Now for the fun part. Welcome to the Halloween portion of the show. De-spooking is our friend. Prepare your horse and yourself by setting up obstacles that mirror those that you might find on the trail. It can be fun to experiment, just remember, your horse can become overwhelmed if you do too much at once. As with all training, breaking things down into steps helps you and your horse develop trust. You might want to expose your horse to ATV;s, plastic bags, tarps, cars, hikers/backpacks, umbrellas and slickers. Ironically, the horse is most likely to spook at a rock or a split tree on the trail. Our friend says he's sure the horse doesn't want to be eaten by whatever laid that rock.

One fun exercise that can help with this is to tie a rope to a broken branch or shrub and have a friend drag it on the other side of your training area while you have your horse in hand. Walk around keeping the same distance until the horse relaxes. Bring the branch closer as the horses' reaction dictates. Take your time and eventually your horse will be able to drag the shrub or branch from the saddle. Be creative and have fun with desensitizing. Over time, your horse can learn to be calm under many potentially hazardous conditions. Giving to the rope is a great lesson for our trail pals. I didn't realize how important this was until my horse got her leg caught in a lead rope while we were horse camping. She was about a hundred feet from me, but, it felt like an ocean between us. I thought for sure she would pull her leg off and I could do nothing but watch it happen. Fortunately, because of her training (an cool head) she waited until I got there, realized her leg and let me take care of the situation. I was so grateful she wan not harmed.

Try this trick to help your horse give to the pressure of a rope. Wrap one end of a soft cotton lead rope just below the fetlock while holding the other end in your hand. Take care to release quickly if the horse seems agitated. Once you have a loop, pull gently until the horse fives to the pressure and lifts the leg. The, release the end of the lead immediately. As the horse becomes more comfortable giving to the pressure of the rope, keep the leg up a little longer. Repeat the process with all 5 of the legs (just making sure you're still with me).
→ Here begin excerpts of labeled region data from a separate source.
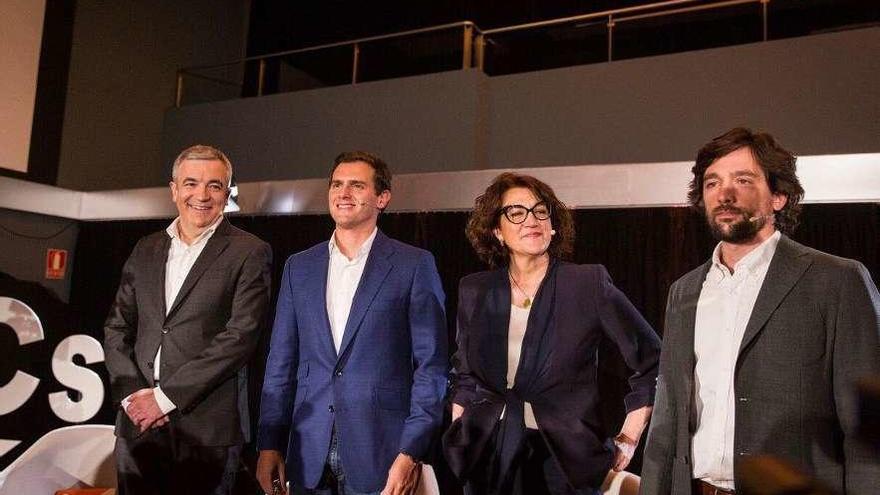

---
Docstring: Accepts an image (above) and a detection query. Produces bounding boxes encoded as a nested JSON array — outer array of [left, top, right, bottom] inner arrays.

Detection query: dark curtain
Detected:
[[71, 204, 880, 494]]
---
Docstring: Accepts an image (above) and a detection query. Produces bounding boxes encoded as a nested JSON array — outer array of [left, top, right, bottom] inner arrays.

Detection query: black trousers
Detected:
[[116, 427, 241, 495], [464, 429, 598, 495]]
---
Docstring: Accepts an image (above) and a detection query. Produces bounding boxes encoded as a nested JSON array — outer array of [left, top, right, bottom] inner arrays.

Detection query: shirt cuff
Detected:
[[153, 387, 177, 414]]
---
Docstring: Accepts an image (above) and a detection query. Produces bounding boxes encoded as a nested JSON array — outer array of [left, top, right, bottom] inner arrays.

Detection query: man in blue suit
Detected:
[[257, 152, 448, 495]]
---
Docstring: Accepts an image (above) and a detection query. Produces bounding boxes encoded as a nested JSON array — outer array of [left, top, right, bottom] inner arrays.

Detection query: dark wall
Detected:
[[71, 204, 880, 493], [0, 208, 79, 302], [55, 0, 250, 191], [160, 27, 880, 185], [162, 71, 486, 182], [487, 28, 880, 167]]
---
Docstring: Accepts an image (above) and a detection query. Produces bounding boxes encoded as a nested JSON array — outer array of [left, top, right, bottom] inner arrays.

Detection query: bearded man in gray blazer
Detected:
[[104, 145, 272, 494], [640, 128, 880, 495]]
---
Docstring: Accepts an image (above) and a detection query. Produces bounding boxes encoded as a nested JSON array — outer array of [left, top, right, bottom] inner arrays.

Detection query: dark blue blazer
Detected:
[[258, 232, 448, 492], [444, 261, 660, 488]]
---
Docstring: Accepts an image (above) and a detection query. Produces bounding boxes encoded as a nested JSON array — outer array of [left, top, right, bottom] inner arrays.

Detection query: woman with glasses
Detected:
[[443, 173, 660, 495]]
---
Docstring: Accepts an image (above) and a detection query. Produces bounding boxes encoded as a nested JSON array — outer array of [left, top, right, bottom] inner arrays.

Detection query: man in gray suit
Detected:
[[104, 145, 272, 494], [640, 128, 880, 495]]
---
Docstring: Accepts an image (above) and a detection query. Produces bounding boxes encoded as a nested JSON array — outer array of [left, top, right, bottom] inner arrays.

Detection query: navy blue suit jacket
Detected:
[[444, 262, 660, 488], [258, 232, 448, 492]]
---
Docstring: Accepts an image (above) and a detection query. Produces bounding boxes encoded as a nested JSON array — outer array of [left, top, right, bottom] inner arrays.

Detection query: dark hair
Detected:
[[688, 127, 804, 234], [330, 151, 391, 194], [465, 172, 574, 267]]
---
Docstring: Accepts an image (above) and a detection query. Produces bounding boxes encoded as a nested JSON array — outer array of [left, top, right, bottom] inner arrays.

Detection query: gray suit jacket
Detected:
[[104, 219, 272, 446], [640, 236, 880, 495]]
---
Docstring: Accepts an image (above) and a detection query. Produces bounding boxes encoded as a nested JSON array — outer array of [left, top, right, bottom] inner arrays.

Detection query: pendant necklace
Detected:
[[507, 270, 535, 309]]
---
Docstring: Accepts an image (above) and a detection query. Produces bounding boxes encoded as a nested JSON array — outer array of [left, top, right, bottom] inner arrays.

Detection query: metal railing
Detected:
[[175, 21, 480, 108], [175, 0, 792, 108]]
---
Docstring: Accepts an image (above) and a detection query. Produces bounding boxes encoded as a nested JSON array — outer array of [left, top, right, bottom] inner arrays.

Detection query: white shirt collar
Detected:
[[165, 215, 223, 246], [327, 227, 379, 261], [710, 230, 782, 276]]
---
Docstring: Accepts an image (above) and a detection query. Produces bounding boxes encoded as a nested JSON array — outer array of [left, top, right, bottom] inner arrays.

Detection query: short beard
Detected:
[[706, 210, 767, 244]]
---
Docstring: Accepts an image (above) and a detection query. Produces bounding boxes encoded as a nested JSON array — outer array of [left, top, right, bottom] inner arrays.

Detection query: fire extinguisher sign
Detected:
[[46, 249, 67, 280]]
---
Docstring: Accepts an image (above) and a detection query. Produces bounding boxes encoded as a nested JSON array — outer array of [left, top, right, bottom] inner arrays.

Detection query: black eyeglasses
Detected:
[[501, 201, 551, 223]]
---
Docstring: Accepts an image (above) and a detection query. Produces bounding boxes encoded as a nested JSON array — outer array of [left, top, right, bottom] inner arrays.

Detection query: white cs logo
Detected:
[[0, 297, 104, 456]]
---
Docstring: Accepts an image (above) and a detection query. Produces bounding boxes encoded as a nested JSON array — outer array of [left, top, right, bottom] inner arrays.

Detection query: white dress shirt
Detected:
[[691, 231, 780, 490], [327, 228, 379, 353], [122, 215, 223, 414], [501, 304, 538, 430]]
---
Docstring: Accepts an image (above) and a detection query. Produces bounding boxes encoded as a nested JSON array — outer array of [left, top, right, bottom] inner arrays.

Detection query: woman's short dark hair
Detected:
[[330, 151, 391, 194], [465, 172, 574, 267], [688, 127, 804, 234]]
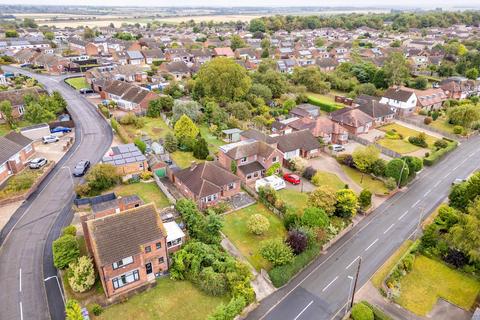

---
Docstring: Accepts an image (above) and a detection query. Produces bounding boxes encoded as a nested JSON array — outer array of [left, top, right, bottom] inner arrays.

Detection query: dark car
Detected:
[[73, 160, 90, 177], [50, 127, 72, 133], [283, 173, 300, 184]]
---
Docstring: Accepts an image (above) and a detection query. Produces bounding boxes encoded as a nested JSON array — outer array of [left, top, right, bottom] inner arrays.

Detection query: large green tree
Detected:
[[194, 57, 252, 102]]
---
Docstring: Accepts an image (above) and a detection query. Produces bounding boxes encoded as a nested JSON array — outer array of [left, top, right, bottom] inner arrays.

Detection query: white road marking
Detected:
[[322, 276, 338, 292], [345, 256, 360, 270], [365, 238, 378, 251], [412, 199, 420, 208], [398, 210, 408, 221], [293, 300, 313, 320], [383, 223, 395, 234]]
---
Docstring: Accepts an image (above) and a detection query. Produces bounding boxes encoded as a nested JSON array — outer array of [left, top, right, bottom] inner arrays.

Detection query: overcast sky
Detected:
[[0, 0, 480, 8]]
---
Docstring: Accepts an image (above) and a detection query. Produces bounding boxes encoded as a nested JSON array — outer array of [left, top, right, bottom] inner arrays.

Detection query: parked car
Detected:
[[42, 134, 60, 144], [283, 173, 300, 185], [28, 158, 48, 169], [332, 144, 345, 152], [50, 127, 72, 133], [255, 176, 286, 192], [73, 160, 90, 177]]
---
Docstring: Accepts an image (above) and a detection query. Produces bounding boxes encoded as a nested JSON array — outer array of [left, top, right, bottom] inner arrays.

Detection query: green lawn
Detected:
[[95, 278, 230, 320], [223, 203, 287, 271], [123, 117, 173, 140], [342, 165, 388, 195], [316, 171, 345, 190], [278, 189, 308, 211], [199, 125, 225, 153], [110, 182, 170, 209], [371, 240, 413, 288], [397, 256, 480, 316], [377, 123, 438, 154], [65, 77, 90, 90]]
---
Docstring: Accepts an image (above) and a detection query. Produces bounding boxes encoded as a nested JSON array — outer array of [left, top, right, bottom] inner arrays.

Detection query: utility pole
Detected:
[[350, 257, 362, 308]]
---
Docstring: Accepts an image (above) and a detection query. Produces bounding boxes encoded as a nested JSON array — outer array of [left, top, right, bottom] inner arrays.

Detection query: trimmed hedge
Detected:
[[423, 138, 458, 166], [307, 96, 343, 112], [268, 244, 321, 288], [362, 301, 392, 320]]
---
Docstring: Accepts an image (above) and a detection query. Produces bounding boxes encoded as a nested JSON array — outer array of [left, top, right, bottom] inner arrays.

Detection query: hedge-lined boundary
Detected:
[[308, 96, 343, 112], [423, 138, 458, 166]]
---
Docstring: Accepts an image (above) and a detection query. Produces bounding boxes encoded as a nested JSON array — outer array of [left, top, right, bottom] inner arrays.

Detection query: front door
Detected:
[[145, 262, 153, 274]]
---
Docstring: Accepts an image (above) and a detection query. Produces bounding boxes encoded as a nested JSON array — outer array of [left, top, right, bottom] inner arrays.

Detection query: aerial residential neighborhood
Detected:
[[0, 0, 480, 320]]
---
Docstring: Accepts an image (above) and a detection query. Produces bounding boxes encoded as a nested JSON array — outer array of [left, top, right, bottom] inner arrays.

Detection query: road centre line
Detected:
[[293, 300, 313, 320], [345, 256, 360, 270], [322, 276, 338, 292], [365, 238, 378, 251], [383, 223, 395, 234]]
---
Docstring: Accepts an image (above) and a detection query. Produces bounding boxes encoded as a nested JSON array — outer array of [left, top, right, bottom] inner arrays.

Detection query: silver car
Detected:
[[28, 158, 48, 169], [42, 134, 60, 144]]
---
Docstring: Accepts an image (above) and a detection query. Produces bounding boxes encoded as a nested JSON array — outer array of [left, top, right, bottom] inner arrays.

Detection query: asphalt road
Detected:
[[247, 136, 480, 320], [0, 67, 112, 320]]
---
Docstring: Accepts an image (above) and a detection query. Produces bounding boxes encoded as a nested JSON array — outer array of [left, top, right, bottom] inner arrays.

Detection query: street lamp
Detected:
[[43, 276, 65, 305], [344, 276, 354, 317]]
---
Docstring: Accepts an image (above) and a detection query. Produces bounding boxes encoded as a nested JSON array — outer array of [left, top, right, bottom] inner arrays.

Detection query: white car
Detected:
[[28, 158, 47, 169], [42, 134, 60, 144], [255, 176, 286, 192]]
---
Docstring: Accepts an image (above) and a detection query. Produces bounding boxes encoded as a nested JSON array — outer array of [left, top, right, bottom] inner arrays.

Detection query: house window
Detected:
[[112, 270, 140, 289], [167, 238, 182, 248], [112, 257, 133, 270]]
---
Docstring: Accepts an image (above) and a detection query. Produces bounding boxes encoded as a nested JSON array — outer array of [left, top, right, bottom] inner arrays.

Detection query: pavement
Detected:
[[0, 66, 112, 320], [247, 136, 480, 320]]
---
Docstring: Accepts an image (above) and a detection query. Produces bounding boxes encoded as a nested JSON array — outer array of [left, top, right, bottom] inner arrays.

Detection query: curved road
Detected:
[[0, 67, 112, 320], [247, 136, 480, 320]]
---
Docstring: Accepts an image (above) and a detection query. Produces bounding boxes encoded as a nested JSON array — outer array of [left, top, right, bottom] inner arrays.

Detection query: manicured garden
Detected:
[[111, 182, 170, 209], [222, 203, 286, 270], [396, 255, 480, 316], [65, 77, 90, 90], [95, 278, 230, 320]]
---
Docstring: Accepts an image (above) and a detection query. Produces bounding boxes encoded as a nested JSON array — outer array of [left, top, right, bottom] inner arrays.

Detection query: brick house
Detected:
[[169, 162, 240, 209], [102, 143, 148, 179], [85, 203, 168, 300], [218, 139, 283, 184], [0, 131, 35, 183]]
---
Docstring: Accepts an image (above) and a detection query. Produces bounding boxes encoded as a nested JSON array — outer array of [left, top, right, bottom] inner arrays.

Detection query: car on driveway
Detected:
[[283, 173, 300, 185], [42, 134, 60, 144], [73, 160, 90, 177], [50, 127, 72, 133], [28, 158, 48, 169]]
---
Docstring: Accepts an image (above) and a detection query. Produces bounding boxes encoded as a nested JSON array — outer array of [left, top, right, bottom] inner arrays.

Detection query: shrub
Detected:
[[433, 139, 448, 149], [352, 303, 374, 320], [300, 207, 330, 228], [68, 256, 95, 292], [453, 126, 463, 134], [52, 234, 80, 269], [287, 230, 308, 254], [260, 239, 293, 266], [268, 244, 321, 288], [62, 225, 77, 237], [65, 299, 84, 320], [303, 166, 317, 180], [92, 303, 103, 317], [358, 189, 372, 209], [247, 213, 270, 235]]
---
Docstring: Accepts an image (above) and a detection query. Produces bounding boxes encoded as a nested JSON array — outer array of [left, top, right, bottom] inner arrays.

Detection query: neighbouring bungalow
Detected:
[[170, 162, 240, 209]]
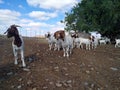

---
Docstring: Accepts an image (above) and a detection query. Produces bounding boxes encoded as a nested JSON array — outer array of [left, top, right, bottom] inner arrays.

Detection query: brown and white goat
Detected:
[[54, 30, 73, 57], [5, 25, 26, 67]]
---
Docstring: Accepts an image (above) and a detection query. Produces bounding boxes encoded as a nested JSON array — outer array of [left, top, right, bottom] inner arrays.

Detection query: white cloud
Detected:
[[27, 0, 78, 10], [29, 11, 57, 20], [0, 9, 21, 25], [18, 5, 24, 9]]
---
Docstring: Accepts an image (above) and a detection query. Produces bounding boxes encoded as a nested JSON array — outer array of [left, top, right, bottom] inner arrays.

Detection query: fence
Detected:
[[0, 26, 44, 37]]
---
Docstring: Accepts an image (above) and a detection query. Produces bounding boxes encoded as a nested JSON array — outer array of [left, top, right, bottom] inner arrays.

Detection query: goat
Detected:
[[4, 24, 26, 67], [72, 32, 94, 50], [99, 39, 106, 45], [115, 39, 120, 48], [45, 32, 60, 51], [54, 30, 73, 57]]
There are countless websites, magazine articles, books, videos and clinicians dedicated to horse training. I'm just a crusty old horse chick with a few tricks up her sleeve. The most important information I can offer is to practice, be consistent, be patient, honor you horses' instincts and prepare your horse one step at a time. The most essential tool in a horse and human relationship is, trust. So, be trustworthy. Your horse will learn to look to you for answers.